Which interior works better? Well, the 4Matic certainly feels sportier with the little touches like the upholstery and the steering wheel. However, the base 220d with its lighter coloured interior feels a little bit more airy and that does work in its favour since the GLA isn’t a very large SUV. Something I did notice that was mildly annoying is that the aluminium trim on the dash on the 4Matic can reflect sunlight directly in to the front passenger’s eyes making the glare rather uncomfortable. I’d probably have my GLA with the base 220d’s interiors, especially since it doesn’t miss out on any of the features that the more expensive 4Matic gets.

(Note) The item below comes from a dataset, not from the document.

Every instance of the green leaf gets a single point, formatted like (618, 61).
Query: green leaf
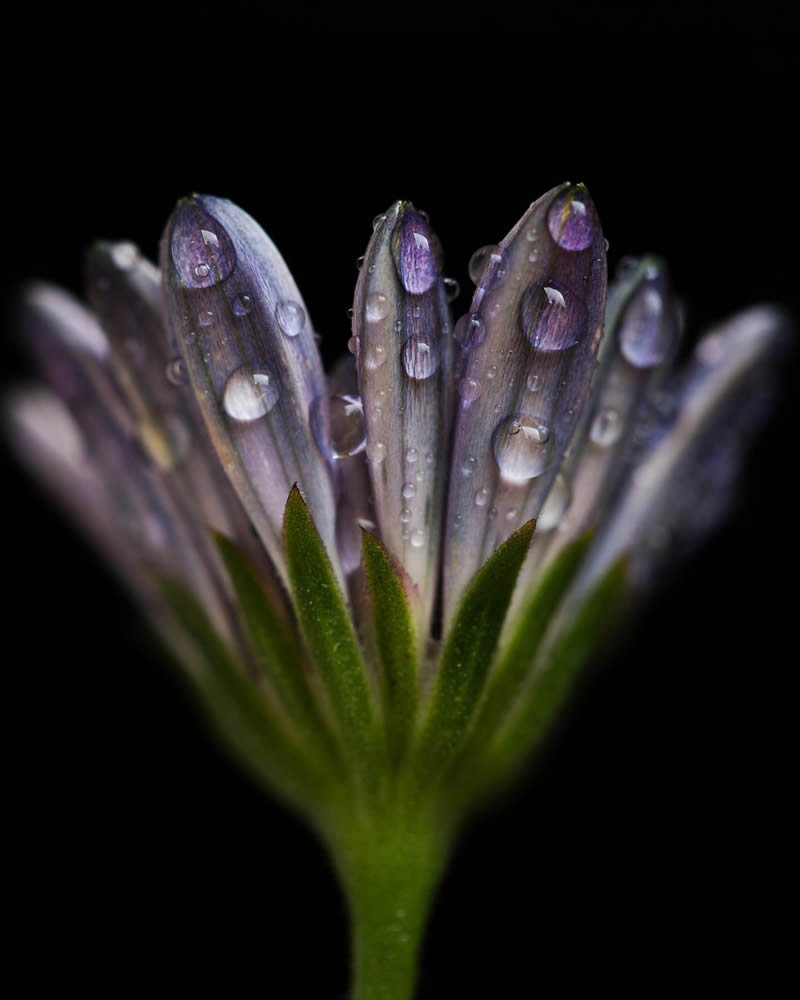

The backseat isn’t a particularly spacious place. It does set the benchmark for kneeroom in the class but it is still a tight affair and this isn’t an SUV you want to be chauffeured around in. At this price point, there are plenty of larger SUVs (admittedly not from the luxury segment) that will do that better.

Diesels going strong!

With petrol prices on the rise, diesels are making a comeback! The GLA 220d gets a 2-litre diesel engine that makes 187bhp and 400Nm, and comes mated to an 8-speed DCT — common to both the FWD and AWD variants. Performance off the line to enthusiastic and the GLA feels sporty. On the AWD variant, acceleration off the line is smarter delivering 0-100kmph in a claimed 7.3 seconds. While this is only one-tenth of a second quicker than the FWD, the big difference is the lack of torque steer. The FWD variant has to put down all 400Nm through the front wheels and that means the steering wriggles in your hands when you floor it, and TC is called upon fairly often. The AWD variant has no such trouble, deploying torque on demand. The gearbox delivers snappy shifts that get pleasingly aggressive in Dynamic mode, and are mated to paddle shifters. The difference in drivetrains also make a difference to fuel economy. The FWD variant has an ARAI tested fuel economy of 20.85kmpl, while the AWD variant returns 18.91kmpl.

The 2-litre diesel delivers ample thrills
The 2-litre diesel delivers ample thrillsShot by Abhishek Benny for evo India

Balancing Act

All that growing up the GLA has done shows in the ride and handling department too. There’s a maturity to the way it rides and lot of that can be put down to the upgraded platform. The wheelbase is longer, the track is wider and the torsion beam rear suspension has been junked for a sophisticated independent layout. Low speed ride is very good, ironing out really small bumps without you feeling it. It doesn’t crash through potholes but soaks up impacts to the suspension without letting much of it in to the cabin. Ride is marginally better on the base variant but it comes with the smaller 18-inch wheels. However, the the AMG Line is a slightly more confident handler. The bigger wheels make a small difference, but the fact that you can put the power down earlier and get better drive out of corners is a big plus. Both cars have a good steering — direct, and though slightly lacking in feel, it makes the car easy to place and drive enthusiastically.

Worth your money?

The GLA is an expensive proposition when compared to its rivals. The FWD 220d is Rs 1 lakh more expensive than the BMW X1, while the AWD variant takes that difference up to Rs 4 lakh. It is worth mentioning that Mercedes has announced that these are introductory prices, and they will rise by approximately Rs 1.5 lakh in a month’s time. That said, Mercedes-Benz is offering an 8 year warranty on the engine and transmission which shows immense confidence in their car.

Despite the higher asking price, the GLA significantly raises the bar in the segment. The diesel engine is punchy, the ride and handling balance is great, the car looks great and the interiors are far better than anything else in the segment. The AWD variant does provide a more polished driving experience and if you’re looking to indulge yourself, it should be the one to go for. However, if you’re looking for a solid package at a good price that should be cheaper to run, the FWD GLA does the job immensely well. It would be our pick of the lot!